Endülüs'ten Anadolu'ya Felsefenin Yolculuğu

İbn-i Tüfeyl
Endülüs’teki İslam felsefesinin, üçüncü önemli temsilcisi esas itibariyle İslam Yeni-Platonculuğunun doruk noktasını temsil eden İbni Tufeyl’dir. Toplumdan, toplumun/başkalarının yardımlarından ve dinin kendisinden yardım görmeyen insan aklının Hakikat’in bilgisine nasıl erişebileceğini gözler önüne sermek amacını taşıyan İbni Tufeyl (1106 -1186), aynı zamanda İslam Yeni-Platonculuğunun en önemli konularından birini oluşturan meşhur teziyle, akıl ile vahyin, felsefe ile dinin uyumu ya da bağdaşabilirliği düşüncesiyle tanınır.
Felsefe anlayışı:
İslâm felsefesinde Meşşâî ekolün önemli temsilcilerinden biri olan İbn Rüşd, Tanrı’nın bilgisi ile varoluş arasında mutlak bir ilişki kurar ve Tanrı’nın bilgisinin, varlığın nedeni olduğu düşüncesini benimser.
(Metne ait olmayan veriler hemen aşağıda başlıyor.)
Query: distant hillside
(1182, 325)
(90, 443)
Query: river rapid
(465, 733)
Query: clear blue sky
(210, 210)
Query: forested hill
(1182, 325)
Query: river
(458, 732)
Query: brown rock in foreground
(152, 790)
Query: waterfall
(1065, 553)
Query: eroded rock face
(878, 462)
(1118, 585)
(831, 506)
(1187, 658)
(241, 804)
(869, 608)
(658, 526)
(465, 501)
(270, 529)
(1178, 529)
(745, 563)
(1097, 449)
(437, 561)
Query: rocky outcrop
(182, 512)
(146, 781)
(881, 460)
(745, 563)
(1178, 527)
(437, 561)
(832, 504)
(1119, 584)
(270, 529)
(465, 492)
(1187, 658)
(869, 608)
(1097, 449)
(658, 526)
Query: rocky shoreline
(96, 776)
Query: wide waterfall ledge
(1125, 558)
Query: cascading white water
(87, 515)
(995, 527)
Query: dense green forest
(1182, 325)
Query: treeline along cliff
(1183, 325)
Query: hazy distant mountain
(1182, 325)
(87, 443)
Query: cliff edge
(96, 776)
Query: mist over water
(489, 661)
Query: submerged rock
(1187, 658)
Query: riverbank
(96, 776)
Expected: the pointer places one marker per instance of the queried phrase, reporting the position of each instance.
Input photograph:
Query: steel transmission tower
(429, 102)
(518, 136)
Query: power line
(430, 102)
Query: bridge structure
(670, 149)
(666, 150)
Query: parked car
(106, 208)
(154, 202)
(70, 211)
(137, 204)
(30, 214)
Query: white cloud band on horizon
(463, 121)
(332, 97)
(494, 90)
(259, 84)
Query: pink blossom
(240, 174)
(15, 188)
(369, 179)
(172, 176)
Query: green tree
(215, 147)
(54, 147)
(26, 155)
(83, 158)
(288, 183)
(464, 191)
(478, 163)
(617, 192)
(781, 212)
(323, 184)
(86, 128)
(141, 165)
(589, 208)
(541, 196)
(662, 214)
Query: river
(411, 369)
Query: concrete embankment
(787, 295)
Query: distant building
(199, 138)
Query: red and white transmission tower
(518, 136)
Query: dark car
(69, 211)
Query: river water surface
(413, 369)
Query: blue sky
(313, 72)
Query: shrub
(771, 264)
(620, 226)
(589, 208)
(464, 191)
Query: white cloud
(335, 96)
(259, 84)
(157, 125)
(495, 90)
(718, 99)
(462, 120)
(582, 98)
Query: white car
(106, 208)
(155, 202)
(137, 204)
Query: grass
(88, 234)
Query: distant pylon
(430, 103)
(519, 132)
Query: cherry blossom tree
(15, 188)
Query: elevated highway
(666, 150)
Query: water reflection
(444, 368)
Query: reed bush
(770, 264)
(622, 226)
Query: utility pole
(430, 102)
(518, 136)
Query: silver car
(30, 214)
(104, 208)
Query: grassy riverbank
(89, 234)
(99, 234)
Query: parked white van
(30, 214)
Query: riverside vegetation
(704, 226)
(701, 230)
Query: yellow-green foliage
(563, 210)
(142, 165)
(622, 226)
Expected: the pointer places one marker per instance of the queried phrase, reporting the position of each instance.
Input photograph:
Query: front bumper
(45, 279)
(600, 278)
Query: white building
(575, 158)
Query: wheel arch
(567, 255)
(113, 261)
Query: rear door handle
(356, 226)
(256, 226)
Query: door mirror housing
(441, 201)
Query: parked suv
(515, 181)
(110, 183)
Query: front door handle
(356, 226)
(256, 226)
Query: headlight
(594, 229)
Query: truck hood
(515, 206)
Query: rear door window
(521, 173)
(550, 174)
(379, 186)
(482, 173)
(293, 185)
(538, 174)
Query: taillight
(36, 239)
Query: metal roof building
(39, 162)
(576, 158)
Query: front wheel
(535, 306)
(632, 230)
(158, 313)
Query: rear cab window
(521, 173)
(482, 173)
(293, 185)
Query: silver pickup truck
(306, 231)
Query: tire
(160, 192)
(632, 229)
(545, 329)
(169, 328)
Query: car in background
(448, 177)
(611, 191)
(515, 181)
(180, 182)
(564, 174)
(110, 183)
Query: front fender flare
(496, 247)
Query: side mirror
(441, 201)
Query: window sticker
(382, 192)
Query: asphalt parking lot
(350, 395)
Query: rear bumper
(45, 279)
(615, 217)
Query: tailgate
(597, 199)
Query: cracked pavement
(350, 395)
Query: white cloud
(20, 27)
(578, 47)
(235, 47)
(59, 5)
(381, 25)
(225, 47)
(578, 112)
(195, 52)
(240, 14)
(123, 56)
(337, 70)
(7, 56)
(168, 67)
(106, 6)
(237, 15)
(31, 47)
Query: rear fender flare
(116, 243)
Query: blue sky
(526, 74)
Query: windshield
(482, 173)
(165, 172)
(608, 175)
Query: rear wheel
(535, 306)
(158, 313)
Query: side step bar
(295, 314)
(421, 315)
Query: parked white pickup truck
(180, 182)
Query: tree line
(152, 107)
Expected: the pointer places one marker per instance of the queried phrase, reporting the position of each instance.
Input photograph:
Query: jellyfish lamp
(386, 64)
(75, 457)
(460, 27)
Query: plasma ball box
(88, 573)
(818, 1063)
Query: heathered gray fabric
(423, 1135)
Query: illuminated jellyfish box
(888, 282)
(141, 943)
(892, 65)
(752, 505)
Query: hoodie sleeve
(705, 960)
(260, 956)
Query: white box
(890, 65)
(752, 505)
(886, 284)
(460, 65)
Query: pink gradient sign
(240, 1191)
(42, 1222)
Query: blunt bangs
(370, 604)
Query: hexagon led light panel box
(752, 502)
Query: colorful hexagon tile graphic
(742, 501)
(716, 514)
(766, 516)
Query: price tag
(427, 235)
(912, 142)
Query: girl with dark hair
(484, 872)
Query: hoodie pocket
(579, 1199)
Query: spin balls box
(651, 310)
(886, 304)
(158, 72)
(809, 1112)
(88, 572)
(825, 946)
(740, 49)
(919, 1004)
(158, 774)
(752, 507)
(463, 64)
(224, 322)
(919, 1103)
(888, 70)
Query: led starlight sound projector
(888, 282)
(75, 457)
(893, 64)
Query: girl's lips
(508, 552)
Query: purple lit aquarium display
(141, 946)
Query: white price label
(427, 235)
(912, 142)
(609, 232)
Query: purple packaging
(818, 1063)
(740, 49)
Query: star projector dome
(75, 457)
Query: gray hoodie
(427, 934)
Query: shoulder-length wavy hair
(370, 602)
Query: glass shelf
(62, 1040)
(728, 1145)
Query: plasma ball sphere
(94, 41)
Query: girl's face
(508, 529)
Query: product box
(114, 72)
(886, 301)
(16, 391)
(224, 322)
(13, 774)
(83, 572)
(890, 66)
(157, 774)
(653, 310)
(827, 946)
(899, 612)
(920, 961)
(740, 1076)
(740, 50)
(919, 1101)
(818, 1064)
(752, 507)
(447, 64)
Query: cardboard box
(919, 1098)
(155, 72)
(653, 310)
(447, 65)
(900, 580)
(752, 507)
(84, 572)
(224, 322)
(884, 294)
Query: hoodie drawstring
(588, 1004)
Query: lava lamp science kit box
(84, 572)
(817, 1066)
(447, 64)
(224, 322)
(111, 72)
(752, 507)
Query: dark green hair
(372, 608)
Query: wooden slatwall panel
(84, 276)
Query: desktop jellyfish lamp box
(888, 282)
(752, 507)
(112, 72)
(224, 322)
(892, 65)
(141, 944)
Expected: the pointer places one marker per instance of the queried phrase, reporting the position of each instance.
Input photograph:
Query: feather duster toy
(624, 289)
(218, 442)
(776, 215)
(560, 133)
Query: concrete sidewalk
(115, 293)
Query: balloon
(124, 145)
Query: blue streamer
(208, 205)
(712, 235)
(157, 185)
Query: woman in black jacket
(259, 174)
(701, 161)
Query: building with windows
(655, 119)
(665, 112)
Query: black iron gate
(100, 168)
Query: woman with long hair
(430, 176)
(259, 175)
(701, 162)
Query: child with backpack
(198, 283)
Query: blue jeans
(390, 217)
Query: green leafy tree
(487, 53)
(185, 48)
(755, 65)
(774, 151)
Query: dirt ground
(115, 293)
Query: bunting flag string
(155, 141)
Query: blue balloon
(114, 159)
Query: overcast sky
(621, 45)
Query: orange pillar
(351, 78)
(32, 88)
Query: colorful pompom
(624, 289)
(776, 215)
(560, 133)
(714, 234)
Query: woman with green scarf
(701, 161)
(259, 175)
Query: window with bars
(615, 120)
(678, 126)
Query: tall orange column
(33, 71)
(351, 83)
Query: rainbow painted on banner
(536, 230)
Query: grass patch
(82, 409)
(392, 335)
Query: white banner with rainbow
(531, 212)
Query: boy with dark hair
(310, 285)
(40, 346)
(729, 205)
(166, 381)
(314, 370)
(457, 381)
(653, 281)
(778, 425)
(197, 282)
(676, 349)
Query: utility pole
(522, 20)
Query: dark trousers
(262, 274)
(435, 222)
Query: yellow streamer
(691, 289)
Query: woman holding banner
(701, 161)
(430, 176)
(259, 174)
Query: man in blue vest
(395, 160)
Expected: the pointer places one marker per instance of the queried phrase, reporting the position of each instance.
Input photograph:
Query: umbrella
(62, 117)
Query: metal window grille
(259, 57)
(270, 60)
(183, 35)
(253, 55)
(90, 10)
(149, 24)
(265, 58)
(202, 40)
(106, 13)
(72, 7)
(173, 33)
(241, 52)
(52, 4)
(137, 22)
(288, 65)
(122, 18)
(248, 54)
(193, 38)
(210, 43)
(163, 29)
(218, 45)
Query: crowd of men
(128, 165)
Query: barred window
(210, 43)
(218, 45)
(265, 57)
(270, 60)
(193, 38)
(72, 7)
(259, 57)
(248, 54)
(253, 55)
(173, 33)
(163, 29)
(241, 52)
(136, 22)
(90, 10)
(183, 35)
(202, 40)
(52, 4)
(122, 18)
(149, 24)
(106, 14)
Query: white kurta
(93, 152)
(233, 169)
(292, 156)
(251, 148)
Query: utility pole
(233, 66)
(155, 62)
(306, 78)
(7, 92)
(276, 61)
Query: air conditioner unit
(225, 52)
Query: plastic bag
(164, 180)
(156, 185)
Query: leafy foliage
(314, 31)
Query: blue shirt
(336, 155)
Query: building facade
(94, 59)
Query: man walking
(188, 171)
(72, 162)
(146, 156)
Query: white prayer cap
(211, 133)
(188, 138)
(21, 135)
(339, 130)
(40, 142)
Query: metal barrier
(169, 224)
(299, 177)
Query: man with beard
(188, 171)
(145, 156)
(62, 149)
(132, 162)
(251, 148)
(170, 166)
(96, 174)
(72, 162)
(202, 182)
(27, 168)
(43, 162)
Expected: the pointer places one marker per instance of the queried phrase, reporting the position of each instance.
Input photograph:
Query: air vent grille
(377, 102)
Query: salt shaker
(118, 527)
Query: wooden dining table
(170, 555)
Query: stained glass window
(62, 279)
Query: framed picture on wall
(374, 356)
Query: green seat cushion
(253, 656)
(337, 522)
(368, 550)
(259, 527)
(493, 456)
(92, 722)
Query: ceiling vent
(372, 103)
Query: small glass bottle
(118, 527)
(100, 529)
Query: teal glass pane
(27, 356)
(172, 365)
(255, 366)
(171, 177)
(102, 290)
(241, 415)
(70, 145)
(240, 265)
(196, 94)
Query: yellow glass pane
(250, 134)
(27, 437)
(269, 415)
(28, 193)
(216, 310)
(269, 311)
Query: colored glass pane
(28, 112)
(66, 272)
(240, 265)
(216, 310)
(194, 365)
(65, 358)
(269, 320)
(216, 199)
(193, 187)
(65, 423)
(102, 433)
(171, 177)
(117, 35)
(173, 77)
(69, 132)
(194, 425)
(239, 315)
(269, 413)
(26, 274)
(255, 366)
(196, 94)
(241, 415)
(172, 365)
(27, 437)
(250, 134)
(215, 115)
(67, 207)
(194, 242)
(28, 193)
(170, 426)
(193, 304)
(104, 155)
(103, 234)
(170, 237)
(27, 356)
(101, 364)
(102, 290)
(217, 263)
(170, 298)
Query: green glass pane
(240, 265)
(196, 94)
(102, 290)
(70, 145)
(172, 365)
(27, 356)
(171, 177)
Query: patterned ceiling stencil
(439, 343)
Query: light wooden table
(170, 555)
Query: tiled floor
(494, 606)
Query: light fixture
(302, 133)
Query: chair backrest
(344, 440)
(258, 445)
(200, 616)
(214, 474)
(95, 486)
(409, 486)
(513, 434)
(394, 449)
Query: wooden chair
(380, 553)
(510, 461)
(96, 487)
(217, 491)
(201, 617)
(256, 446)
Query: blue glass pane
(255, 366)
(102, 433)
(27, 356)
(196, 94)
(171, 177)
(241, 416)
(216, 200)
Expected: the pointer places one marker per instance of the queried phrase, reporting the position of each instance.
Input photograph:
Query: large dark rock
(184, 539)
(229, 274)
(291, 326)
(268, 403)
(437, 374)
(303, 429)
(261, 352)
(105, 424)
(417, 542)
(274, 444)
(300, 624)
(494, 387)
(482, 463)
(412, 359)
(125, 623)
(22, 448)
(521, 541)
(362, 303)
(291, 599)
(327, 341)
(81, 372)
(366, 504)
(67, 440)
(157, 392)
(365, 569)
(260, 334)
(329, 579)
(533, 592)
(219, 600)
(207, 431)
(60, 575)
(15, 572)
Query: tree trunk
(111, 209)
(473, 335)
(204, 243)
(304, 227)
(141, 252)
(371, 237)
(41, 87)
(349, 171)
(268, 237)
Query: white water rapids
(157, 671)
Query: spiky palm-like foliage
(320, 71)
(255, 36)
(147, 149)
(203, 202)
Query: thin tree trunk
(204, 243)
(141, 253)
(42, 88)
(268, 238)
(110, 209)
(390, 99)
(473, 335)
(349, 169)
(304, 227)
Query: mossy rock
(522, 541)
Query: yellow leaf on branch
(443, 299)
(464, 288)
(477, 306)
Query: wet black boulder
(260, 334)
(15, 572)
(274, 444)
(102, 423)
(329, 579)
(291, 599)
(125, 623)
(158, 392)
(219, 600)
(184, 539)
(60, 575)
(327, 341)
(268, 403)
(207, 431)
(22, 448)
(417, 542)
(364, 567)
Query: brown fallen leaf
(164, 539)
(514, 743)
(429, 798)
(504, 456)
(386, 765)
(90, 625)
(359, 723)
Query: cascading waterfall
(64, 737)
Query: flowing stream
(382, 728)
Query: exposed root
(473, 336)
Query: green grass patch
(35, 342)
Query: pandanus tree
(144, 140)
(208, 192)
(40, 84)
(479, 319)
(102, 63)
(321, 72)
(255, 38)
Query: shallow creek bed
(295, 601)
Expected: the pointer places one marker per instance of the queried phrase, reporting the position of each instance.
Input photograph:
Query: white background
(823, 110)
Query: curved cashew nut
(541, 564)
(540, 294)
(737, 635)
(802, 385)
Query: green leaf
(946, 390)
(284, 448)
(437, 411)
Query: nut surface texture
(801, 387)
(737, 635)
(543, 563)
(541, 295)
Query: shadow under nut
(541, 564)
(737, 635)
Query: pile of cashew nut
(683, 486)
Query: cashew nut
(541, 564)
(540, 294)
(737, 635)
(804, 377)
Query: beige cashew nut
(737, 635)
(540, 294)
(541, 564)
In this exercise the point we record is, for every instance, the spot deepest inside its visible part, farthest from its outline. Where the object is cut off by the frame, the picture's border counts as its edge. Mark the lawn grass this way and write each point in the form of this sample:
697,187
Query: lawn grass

Bu bilgiyi de Tanrı’nın kendi zâtını bilmesi olarak kabul eder.
Günümüzde dört eseri bilinmektedir:
1) Esrâr-ul-Hikmet-il-İşrakiyye: Fizik ve felsefeye dâirdir.
2) Şerhun alâ Âsâr-il-Ulviyye li Aristotales: Meteorolojiye dâirdir.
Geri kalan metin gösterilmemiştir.